Vermont’s state college system failures are the fault of educators and administrators, not taxpayers (and not just this one). Bailing them out with more taxpayer money will reward those failures and reduce them to the level of uselessness currently enjoyed by K-12 public education — out-of-control rising costs with little or no increase in outcomes. No accountability. Another bottomless money pit propping up liberal constituencies with taxpayer dollars.
Massive debt to which we’ll all belong, to paraphrase the leftist Maxim (or should we call it a Marxism?).
In this Case, Less Is More
Better “Higher Ed” needs less taxpayer support, not more. The government needs to stop backing so many student loans. And the State should divest itself of responsibility for these institutions which need, to borrow from the President of Keene State College in New Hampshire, a bit of free-market right-sizing.
KSC’s El Presidenté was talking about the unexpected decline in enrollment that leads to layoffs, buy-outs, and other acts of downsizing spun as right-sizing.

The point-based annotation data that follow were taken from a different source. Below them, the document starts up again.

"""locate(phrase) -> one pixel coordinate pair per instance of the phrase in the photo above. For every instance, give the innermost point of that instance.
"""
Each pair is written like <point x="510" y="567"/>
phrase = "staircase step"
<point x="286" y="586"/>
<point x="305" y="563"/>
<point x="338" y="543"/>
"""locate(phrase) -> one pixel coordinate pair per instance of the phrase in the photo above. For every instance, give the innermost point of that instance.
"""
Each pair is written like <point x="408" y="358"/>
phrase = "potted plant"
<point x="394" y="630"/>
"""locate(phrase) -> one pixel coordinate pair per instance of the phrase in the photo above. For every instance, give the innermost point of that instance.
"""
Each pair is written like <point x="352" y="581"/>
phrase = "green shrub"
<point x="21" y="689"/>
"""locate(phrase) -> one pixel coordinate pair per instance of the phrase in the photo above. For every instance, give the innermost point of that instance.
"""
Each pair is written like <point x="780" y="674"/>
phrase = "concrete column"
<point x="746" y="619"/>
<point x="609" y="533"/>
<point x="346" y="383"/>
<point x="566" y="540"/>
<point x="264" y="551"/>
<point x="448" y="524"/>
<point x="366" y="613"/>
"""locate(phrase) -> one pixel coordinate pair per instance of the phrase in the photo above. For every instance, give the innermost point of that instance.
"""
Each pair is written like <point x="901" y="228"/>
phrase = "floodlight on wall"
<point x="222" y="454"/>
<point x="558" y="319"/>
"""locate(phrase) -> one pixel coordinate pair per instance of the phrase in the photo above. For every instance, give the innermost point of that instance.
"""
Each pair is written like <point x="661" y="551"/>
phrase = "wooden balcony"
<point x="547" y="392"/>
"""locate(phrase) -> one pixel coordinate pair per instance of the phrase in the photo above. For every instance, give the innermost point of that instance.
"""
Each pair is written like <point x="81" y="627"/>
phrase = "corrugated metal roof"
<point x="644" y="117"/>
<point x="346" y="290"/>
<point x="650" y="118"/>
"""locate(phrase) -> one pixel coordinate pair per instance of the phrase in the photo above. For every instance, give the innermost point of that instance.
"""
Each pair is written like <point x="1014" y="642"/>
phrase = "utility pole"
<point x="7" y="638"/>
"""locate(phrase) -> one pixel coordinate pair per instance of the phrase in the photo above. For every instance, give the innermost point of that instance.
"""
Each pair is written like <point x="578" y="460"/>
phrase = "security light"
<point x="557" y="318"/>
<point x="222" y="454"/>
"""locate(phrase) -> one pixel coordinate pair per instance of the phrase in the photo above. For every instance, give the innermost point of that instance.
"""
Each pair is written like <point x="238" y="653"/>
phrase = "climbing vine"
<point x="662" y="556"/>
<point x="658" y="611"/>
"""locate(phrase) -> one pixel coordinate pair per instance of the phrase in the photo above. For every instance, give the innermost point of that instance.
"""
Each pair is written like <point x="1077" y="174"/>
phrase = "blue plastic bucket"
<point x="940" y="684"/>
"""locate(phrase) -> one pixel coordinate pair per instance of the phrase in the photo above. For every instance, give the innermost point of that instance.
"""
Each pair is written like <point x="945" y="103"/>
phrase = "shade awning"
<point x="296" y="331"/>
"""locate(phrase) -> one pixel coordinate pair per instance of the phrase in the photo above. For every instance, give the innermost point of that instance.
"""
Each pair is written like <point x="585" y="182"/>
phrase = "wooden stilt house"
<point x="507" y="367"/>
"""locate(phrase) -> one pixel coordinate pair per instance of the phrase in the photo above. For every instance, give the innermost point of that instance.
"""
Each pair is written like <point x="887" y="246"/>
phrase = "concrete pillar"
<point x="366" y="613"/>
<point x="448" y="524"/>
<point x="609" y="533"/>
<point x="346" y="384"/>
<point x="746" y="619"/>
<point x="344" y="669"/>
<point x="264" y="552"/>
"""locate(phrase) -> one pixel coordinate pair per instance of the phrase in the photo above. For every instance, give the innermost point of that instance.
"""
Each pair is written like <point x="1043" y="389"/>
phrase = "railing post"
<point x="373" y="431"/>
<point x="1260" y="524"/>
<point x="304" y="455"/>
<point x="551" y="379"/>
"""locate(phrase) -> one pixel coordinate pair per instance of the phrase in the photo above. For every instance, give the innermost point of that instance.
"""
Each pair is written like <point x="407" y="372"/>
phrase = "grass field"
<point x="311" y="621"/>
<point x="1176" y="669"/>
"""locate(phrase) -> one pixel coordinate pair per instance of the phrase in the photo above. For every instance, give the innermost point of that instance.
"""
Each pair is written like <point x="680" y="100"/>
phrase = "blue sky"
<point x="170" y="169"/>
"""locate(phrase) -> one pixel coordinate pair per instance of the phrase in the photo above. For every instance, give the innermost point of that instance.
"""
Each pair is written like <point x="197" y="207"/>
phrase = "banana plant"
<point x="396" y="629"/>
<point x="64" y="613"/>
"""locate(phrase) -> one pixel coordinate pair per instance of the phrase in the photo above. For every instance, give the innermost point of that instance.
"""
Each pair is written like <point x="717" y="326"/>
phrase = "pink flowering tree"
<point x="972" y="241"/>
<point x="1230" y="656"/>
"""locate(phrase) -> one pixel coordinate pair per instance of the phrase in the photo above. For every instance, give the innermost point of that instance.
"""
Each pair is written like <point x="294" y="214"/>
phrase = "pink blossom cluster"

Keene didn’t expect it; the Marketplace did that. I’m saying that’s a good thing – forcing them to get leaner, more efficient, or die.
Just like any other “business” competing for anything. The invisible hand. Moving resources to products and services (education can be both) that provide the most value and appeal to the consumer.
The government gets in the way on purpose. That needs to stop if we want kids to learn and for that learning to have value.
Stop running them like the US Postal service, which wastes enough money annually to build a wall on the southern border every year.
But this is Vermont. The land of Maple Syrup and sticky liberalism. Where plowing tax dollars into a problem is the first best answer to every question. But how much and how fast? Yes, there is a need for nuance.
How to bend taxpayers over the barrel without them noticing?
If Legislators ask for full boat-free college all at once, they might have a rebellion, even in the Red-Green State of Vermont.
S.38, (would) cover four years of tuition at the Vermont State Colleges for in-state students. But while Senate Education committee chair Phil Baruth, D/P-Chittenden, is blunt that S.38 won’t go anywhere in its current form, he thinks a scaled-down version just might.
The plan sucks 30 million from the education fund. Or, they could take 7-10 million. The public schools don’t want anyone pilfering their slush fund. But where there’s a will, there’s an A-hole.
The idea of government-funded Pre-K in VT is on as well. They want to use internet sales taxes to backstop that. Spend-spend-spend.
At the end of it, all is the bottomless money pit and an elitist liberal social construct. Who would send their kid to a non-state school if they didn’t have to pay for a state school? Only very wealthy people. Just like K-12 when Democrats get their way.
So, while the Vermont legislature looks for ways to incrementally screw taxpayers, they can also expand the class divide they so often whine about by ensuring that only ruling class kids get a good education while everyone else goes to crappy Government U. At the highest possible price, you can’t possibly turn down. Free.